Victor (2014a) explores ways in which current and future technology should be used to convey ideas, and support creativity, in his lecture, “The Humane Representation of Thought”. Victor emphasises the power of interactivity and dynamic representations. He also goes further than the present project by noting that working with data on a screen, albeit dynamic and interactive, is not making full use of Bruner’s enactive channel. Victor envisages rooms where the data supports and responds to the physical activities of the participant. In our example, the engineer could sculpt a new (real) airfoil, see the resultant flow (virtual), and quantify the resultant lift. This concept would transform the way we work with data from our current “flat panel of glass” to a much more physically active experience.

In his lecture, Victor notes that, with respect to learning from complex models, “dynamic trumps everything”. Since the 1990’s, engineering visualisation software has recognised the benefits to data exploration that interactivity brings.
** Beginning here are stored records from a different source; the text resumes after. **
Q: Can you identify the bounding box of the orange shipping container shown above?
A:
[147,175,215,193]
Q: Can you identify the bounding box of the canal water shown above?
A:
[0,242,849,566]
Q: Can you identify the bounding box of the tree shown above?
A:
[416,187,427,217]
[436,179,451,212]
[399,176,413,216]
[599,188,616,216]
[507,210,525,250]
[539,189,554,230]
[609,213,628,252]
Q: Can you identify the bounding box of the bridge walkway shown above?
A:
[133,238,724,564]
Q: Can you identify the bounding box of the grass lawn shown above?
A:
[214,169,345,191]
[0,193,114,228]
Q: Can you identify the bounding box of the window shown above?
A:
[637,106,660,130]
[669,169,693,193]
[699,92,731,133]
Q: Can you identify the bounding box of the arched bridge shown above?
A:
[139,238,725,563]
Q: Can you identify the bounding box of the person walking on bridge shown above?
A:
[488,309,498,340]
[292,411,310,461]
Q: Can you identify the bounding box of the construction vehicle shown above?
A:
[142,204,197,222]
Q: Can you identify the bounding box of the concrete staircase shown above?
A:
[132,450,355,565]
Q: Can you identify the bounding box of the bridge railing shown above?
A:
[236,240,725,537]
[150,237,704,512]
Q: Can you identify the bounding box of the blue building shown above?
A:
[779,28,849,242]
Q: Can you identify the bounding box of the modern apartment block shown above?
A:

Visual3, Haimes and Giles (1991), Darmofal and Haimes (1992) and Haimes (1994), was a pioneering tool in this regard. Visual3 used hardware acceleration to simultaneously render a 3D (full domain) and 2D (cut plane) view of a steady or unsteady CFD simulation. The software was developed with interactivity as a core requirement. Streamlines, vector tufts, iso-surfaces and cut-planes could all be interactively initiated and manipulated. There are a number of excellent visualisation packages, Ahrens et al. (2005), intelligent light (2020) and tecplot (2020), that allow engineers to analyse single computations by creating a dynamic, interactive environment. In the next section, we develop a strategy for employing the concepts of Kolb, Bruner and Victor to large ensembles of data.
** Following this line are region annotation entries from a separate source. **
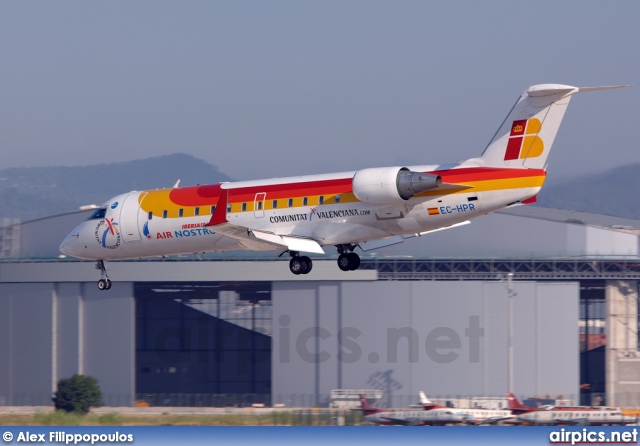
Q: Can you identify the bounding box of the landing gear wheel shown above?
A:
[347,252,360,271]
[289,257,306,276]
[289,256,313,276]
[338,253,351,271]
[300,256,313,274]
[96,260,111,291]
[338,252,360,271]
A strategy for visualising large ensembles of data

The goal is a visualisation tool that allows the engineer to work with, and learn from, large ensembles (thousands) of simulations or measurement data. The strategy for delivering this objective is comprised of three pillars.

Hierarchical data

We cannot visualise the details of thousands of simulations at once. Instead, we can make use of our engineering design process approach of a hierarchy of data, from high level problem specification to low level detailed analysis. We can navigate a database of high level metrics (these could be inputs such as design parameters and flow coefficient, or outputs such as loss coefficient and efficiency) and, by filtering and sorting, select a subset of simulations for low level inspection (of the three-dimensional flow field, for example).

Dynamic visualisations

The user must be an active participant in the visualisation process. The plots should be dynamic and interactively respond to the user’s experimentation. In this way, the user participates in the experiential learning cycle, Kolb (1984), and the data is represented using both the Iconic, and, virtually, Enactive channels, Bruner (1966). The goal is to allow the engineer: to identify connections between inputs (design parameters) and outputs (flow field structures and performance metrics); to categorise the simulation cases into groupings with similar behaviour; and to distill the large ensemble of cases into a small number of transferrable descriptions (observations, low order models) that will guide future designs, simulations or experiments.

Accessible and portable

The requirement to use both new and legacy data naturally suggests a client-server model. The server is the repository for the data, and the client is the location where the interactive visualisation takes place. In this work, a web-based approach has been adopted and this offers two principal advantages: first, there is a large and evolving ecosystem of software for web-based data processing; and second, a browser-based client is portable across all platforms - workstation, laptop, tablet and phone.

Implementation in dbslice

dbslice, Pullan et al. (2019), is a web-based interactive visualisation client for analysing large ensembles of data. The visualisation process is conceptually divided into two steps: meta-data visualisation, and detailed data visualisation.

Meta-data visualisation

High level descriptors, meta-data, of each simulation or experimental case are transferred from the server to the client when dbslice is started. These could include inputs such as operating point, design parameters or simulation type, and outputs such as machine performance metrics. The meta-data is considered as a table with each row as a different case and each column a different input or output value (number or string).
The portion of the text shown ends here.